This is the value of tourism in the city according to the analysis drawn up by Guido Caselli and Matteo Beghelli of the Study Center, monitoring the economy and statistics for Unioncamere Emilia-Romagna. It’s a tourism industry, which exploded in recent years and employs almost 40,000 (9% of the provincial total) and affects more than 8,200 companies (almost 10% of the provincial total). Furthermore, it has been able to react better and more efficiently during the crisis than most other sectors and thus, become the local economy’s main growth factor.
Among the 110 Italian provinces, only 15 have recovered to the levels of wealth before 2008: Bologna is third in this special ranking, and forecasts indicate further growth in the coming years. Responding to the best practices in this field including people services and lodging-catering, which allowed the city to climb to the top of the national ranking (together with Milan). Regarding the exact value generated from tourism in Bologna the study shows that for every 100 euro of direct added value, another 140 are added from indirect activities.
Matteo Lepore, Councilor for Tourism commented, “These figures are unthinkable if we go back to 2011 and the growth will continue in the coming years thanks to the ‘assets’ that we have set in place. A synergistic work based on investments made in the airport and at Bologna Welcome.” And it is precisely this where Marconi airport is shown to play a fundamental role for arrivals in the city, especially among foreigners (more than 50% of the total). In the metropolitan area total arrivals in 2017 were 2,175,000, with an increase of 14% from 2016. A tourist spends on average 108 euro a day, most for accommodation (44%) and catering (33%), more than for normal purchases (17%).
Study: 2/3 of visitors visit the city, indicating the amount of work in progress to promote the metropolitan areas. “There’s still a lot to do, especially with local communities,” confirms Celso De Scrill, President of Bologna Welcome, “The idea is to promote two offers: propose a service to encourage tourists to sleep overnight in those areas; the second is to promote the advantage of those areas: green/environmental aspects.”
The most generous spenders are the Turkish and Americans (130 euro per day), while the least spendthrifts are the French and Spaniards (86 euro per day). At the heart of the Unioncamere study is the theme of the ‘sharing economy’ and the Airbnb platform, ‘which has shown enormous growth over the last 10 years with monopolistic tendencies’ Beghelli explains that, “The sharing economy in tourism has come to stay so now new regulations and an accurate operational management are urgently needed.”

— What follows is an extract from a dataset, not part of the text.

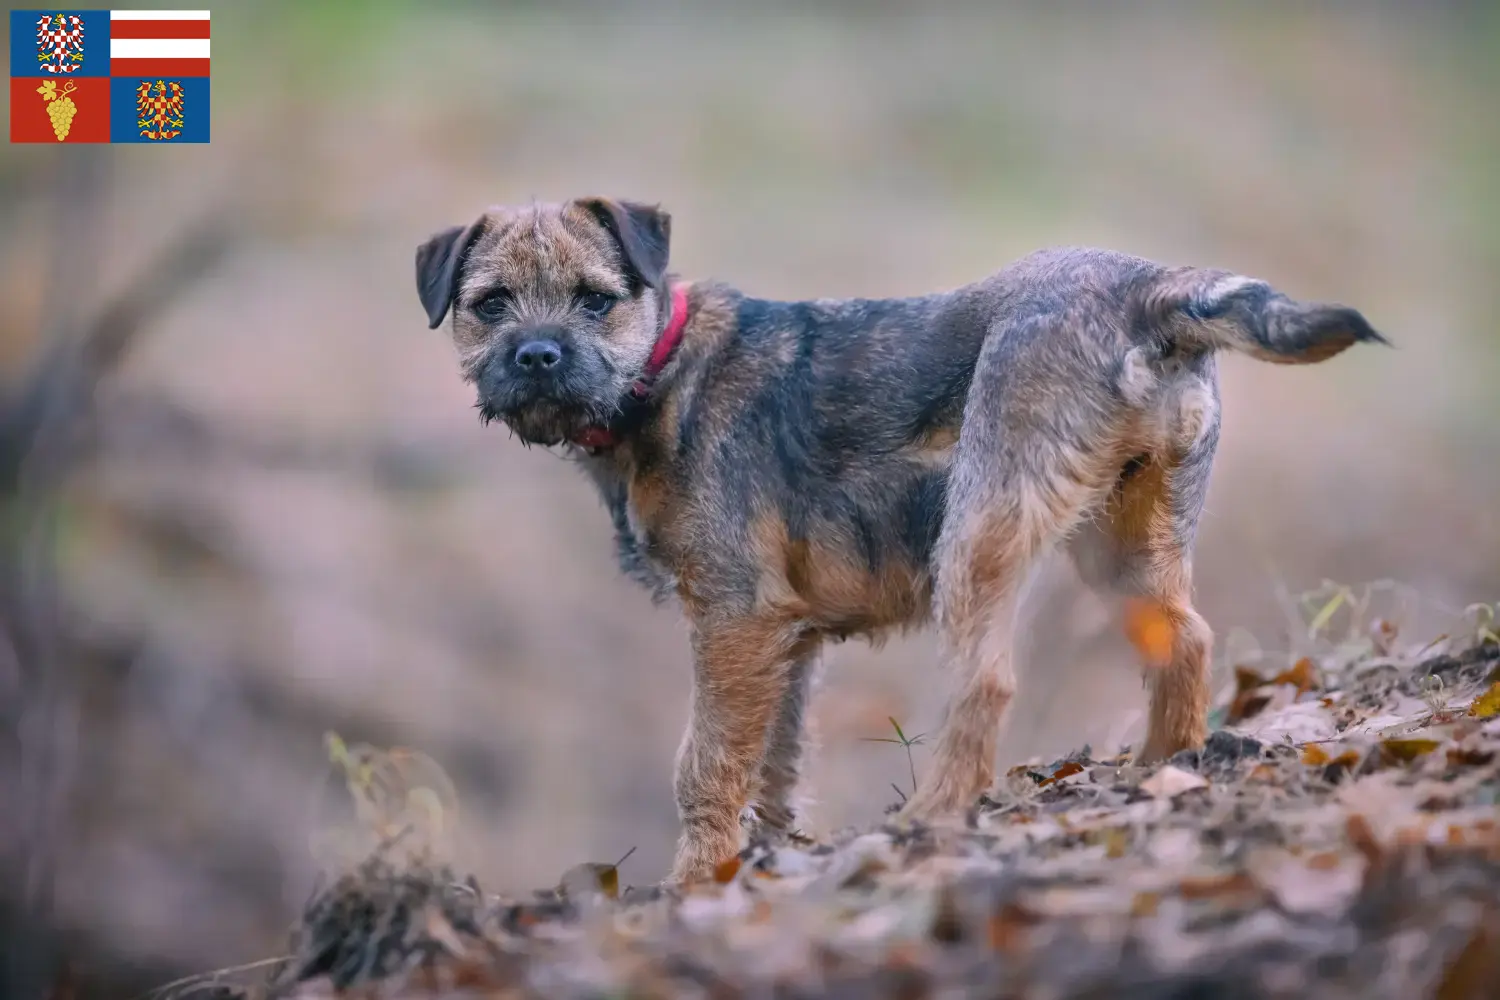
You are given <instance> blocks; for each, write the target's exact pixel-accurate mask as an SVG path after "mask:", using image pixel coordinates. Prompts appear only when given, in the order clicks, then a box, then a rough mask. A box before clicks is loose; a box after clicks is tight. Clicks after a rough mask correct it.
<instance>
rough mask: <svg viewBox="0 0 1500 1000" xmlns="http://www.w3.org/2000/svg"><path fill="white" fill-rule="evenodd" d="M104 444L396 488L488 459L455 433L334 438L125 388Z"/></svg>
mask: <svg viewBox="0 0 1500 1000" xmlns="http://www.w3.org/2000/svg"><path fill="white" fill-rule="evenodd" d="M98 432H99V435H101V436H102V441H101V445H102V448H104V450H105V451H108V453H110V456H111V457H114V459H117V460H121V462H139V460H150V459H154V457H159V456H169V457H171V459H172V460H174V462H177V463H181V465H195V463H202V462H208V460H228V462H243V463H248V465H254V466H258V468H264V469H297V471H321V472H344V474H350V475H359V477H362V478H368V480H372V481H374V483H375V486H378V487H384V489H393V490H417V489H441V487H449V486H455V484H459V483H463V481H465V480H468V478H469V477H472V475H474V474H475V469H477V468H481V466H480V463H477V462H475V460H474V456H472V454H471V450H469V448H468V447H465V445H462V444H458V445H455V442H453V439H452V438H441V439H440V438H423V439H405V441H392V439H378V441H369V439H365V438H353V439H336V438H333V439H330V438H323V439H318V438H311V436H309V435H306V433H297V432H282V430H276V429H269V427H255V426H249V424H245V423H228V421H222V420H216V418H213V417H208V415H204V414H199V412H195V411H193V409H190V408H187V406H183V405H180V403H175V402H172V400H168V399H159V397H154V396H138V394H121V396H118V397H115V399H113V400H111V403H110V420H108V423H102V424H99V427H98Z"/></svg>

But if tourism takes off, culture also benefits from it. “We want to show that we are not only the ‘city of cutting boards’,” adds Lepore, “5% of the municipal budget (6 million euro) goes to finance cultural policies. And it is also thanks to the residence tax that this figure has increased over the years.” On the tourist tax, the first quarter of 2018 marked a record: 1.5 million in revenue, also attributed to the new tax model for Airbnb introduced at the end of 2017, which the Comune implemented as a direct result of a meeting they had with Airbnb in London last year.